Par ailleurs, pour élargir la panoplie des situations que l’on apprécie vivre, il faut aussi approfondir notre capacité à s’ouvrir à l’inconnu, aux imprévus et aux situations inconfortables au premier abord. Des aptitudes qui se dévoilent et s’amplifient habituellement au fil des démarches d’introspection, d’entraide, de thérapies, ou à travers des pratiques associées à la méditation…
Pourquoi aider le monde, au pays des merveilles ?
On peut se demander : pourquoi on continuerait d’essayer d’améliorer le monde, s’il apparaît déjà comme un pays des merveilles ? Afin d’assurer une telle possibilité de perspective fantastique pour tous les êtres vivants. Pour plusieurs, le contexte est en effet trop difficile. Pour espérer garder le ciel bleu en fond de paysage de vie, faut-il encore qu’il y ait des éclaircies à l’occasion ! Ce n’est pas le cas pour des millions d’êtres vivants qui meurent de faim, sont emprisonnés injustement, sont victimes de violences continuelles ou encore, comme une multitude d’animaux, vivent enfermés, entassés et maltraités… ☹
Il est légitime de continuer de vouloir aider « le monde » autant qu’on peut, afin d’assurer une meilleure qualité d’existence ou la survivance des êtres vivants.
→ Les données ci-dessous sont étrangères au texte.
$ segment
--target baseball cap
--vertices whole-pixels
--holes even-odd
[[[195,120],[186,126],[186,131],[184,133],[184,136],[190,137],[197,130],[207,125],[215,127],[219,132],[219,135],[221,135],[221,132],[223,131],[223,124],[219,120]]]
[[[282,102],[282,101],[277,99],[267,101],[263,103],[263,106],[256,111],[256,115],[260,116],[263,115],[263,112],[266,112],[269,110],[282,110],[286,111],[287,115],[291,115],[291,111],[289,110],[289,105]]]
Lorsque je me glisse dans la perspective d’Alice où le monde est merveilleux, il me semble que les gestes pour aider le monde peuvent alors être posés assez aisément, en douceur…
Je sors mon carnet de notes lié au projet de La fin des milliardaires. J’y synthétise mes réflexions sur cette façon de voir et de vivre le merveilleux : en calibrant autrement nos choix et nos élans appréciatifs, à même le tableau actuel du monde dans lequel on vit. J’en discuterai éventuellement avec Béatrice…
Pause-santé éminente : considérations et réflexions
J’ai mal aux dents. Mon automne est vraiment nimbé d’un halo dentaire (!) : magasinage de dentistes et autres spécialistes, traitements nombreux, suivis de rétablissement, etc. Ce matin, je dirais même qu’il s’agit d’un passage plus plombé que nimbé ! ☹ Difficile de me concentrer à travers les engourdissements de la douleur… Chacun son tour, comme on dit.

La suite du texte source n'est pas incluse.